If you've ever despaired of getting your vacuum cleaner fixed or thought that your broken lamp was a lost cause, there's hope. A worldwide movement is trying to reform our throwaway approach to possessions.
The movement's foundation is the Repair Cafe, a local meeting place that brings together people with broken items and repair coaches, or volunteers, with the expertise to fix them.
[...] "One of the things that makes it challenging and interesting is that we don't know what people are going to bring," Ray Pfau, an organizer of a Repair Cafe in Bolton, Mass., said in an email.
Lamps top the list of items brought in to be repaired, followed by vacuum cleaners, Mr. Wackman said. The types of repairs offered vary by location and reflect the particular talent in a community, he said.
New Paltz [in upstate New York] has a repair person with a national reputation as a doll expert. It also has a "Listening Corner" with a psychiatric nurse "because being listened to is a 'reparative act,' " he said.

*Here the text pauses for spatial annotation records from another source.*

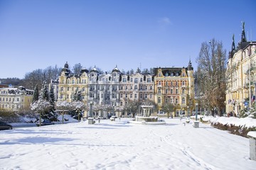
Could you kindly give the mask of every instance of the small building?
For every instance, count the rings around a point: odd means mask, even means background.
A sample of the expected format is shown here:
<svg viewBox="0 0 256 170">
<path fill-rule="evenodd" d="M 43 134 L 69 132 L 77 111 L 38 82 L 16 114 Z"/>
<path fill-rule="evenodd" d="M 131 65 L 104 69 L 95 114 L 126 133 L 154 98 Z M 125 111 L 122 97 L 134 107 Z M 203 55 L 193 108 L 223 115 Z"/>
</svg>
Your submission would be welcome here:
<svg viewBox="0 0 256 170">
<path fill-rule="evenodd" d="M 23 86 L 0 89 L 0 108 L 17 111 L 19 109 L 28 109 L 33 99 L 33 90 Z"/>
</svg>

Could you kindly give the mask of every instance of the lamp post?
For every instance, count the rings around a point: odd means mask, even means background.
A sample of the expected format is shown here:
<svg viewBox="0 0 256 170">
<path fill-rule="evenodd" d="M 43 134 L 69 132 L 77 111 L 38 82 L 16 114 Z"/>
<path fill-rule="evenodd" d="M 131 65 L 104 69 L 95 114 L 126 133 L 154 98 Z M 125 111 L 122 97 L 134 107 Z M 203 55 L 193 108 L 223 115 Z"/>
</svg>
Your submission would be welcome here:
<svg viewBox="0 0 256 170">
<path fill-rule="evenodd" d="M 115 116 L 115 113 L 114 113 L 114 104 L 113 103 L 113 115 L 114 115 Z"/>
<path fill-rule="evenodd" d="M 198 103 L 196 103 L 196 121 L 197 121 Z"/>
<path fill-rule="evenodd" d="M 90 118 L 92 118 L 92 101 L 90 102 L 90 114 L 89 114 L 89 117 Z"/>
<path fill-rule="evenodd" d="M 93 102 L 90 101 L 90 114 L 89 114 L 89 118 L 88 118 L 88 124 L 89 125 L 94 124 L 94 120 L 93 120 L 93 118 L 92 118 L 92 104 L 93 104 Z"/>
<path fill-rule="evenodd" d="M 188 108 L 188 110 L 187 110 L 187 112 L 188 112 L 187 117 L 188 117 L 188 115 L 189 115 L 189 106 L 187 106 L 187 108 Z"/>
</svg>

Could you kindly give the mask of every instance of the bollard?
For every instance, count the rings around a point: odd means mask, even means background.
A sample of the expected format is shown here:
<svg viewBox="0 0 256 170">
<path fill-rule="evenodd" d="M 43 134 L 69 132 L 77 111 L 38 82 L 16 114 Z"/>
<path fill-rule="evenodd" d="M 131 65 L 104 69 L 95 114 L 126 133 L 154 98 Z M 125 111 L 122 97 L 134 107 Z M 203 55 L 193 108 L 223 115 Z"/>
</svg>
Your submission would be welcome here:
<svg viewBox="0 0 256 170">
<path fill-rule="evenodd" d="M 250 131 L 247 137 L 250 140 L 250 159 L 256 161 L 256 131 Z"/>
</svg>

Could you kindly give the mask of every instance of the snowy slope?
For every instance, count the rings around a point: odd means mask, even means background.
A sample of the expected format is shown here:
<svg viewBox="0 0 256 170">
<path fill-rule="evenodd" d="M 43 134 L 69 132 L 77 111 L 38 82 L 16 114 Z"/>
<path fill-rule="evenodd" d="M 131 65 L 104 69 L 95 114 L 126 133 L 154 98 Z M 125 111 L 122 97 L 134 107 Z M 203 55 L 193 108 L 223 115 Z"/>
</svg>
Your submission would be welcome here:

The cafes invite people to bring their "beloved but broken" possessions to the gatherings, which are hosted in church basements, libraries, town halls and senior centers. The cafes make no guarantees that items will be fixed.
"All we can guarantee is that you will have an interesting time," Mr. Wackman said.
The gatherings tend to draw professionals, retirees and hobbyists who volunteer as repair coaches.
None in my area but I would be tempted to show up and help. I like to fix things and have a decent success rate, just coaxed some more life out of our ~30 year old garage door opener.
Similar article at: http://www.digitaltrends.com/home/repair-cafe/ and the main website is at: https://repaircafe.org/en/about/ (also available for NL, FR, DE & ES)
(Score: 0) by Anonymous Coward on Tuesday January 24 2017, @06:14PM
A great way to build competence is to take your broken stuff apart and see how it works. It's an easy decision if you are already planning on buying a replacement appliance or whatever. After a while you begin to know what sorts of things commonly go wrong.
Yes. By the third time I had to dismantle a leaf shredder that kept breaking down I discovered a design flaw, namely that the power switch had a rubber cover on the outside to keep out dust but there were holes in the back of it inside the unit and that is where dust kept getting blown in where it would coat the contacts and jam the mechanism. Some silicone caulk over those damn holes and the thing never malfunctioned again. I wonder how many other people simply got fed up with theirs and threw it away.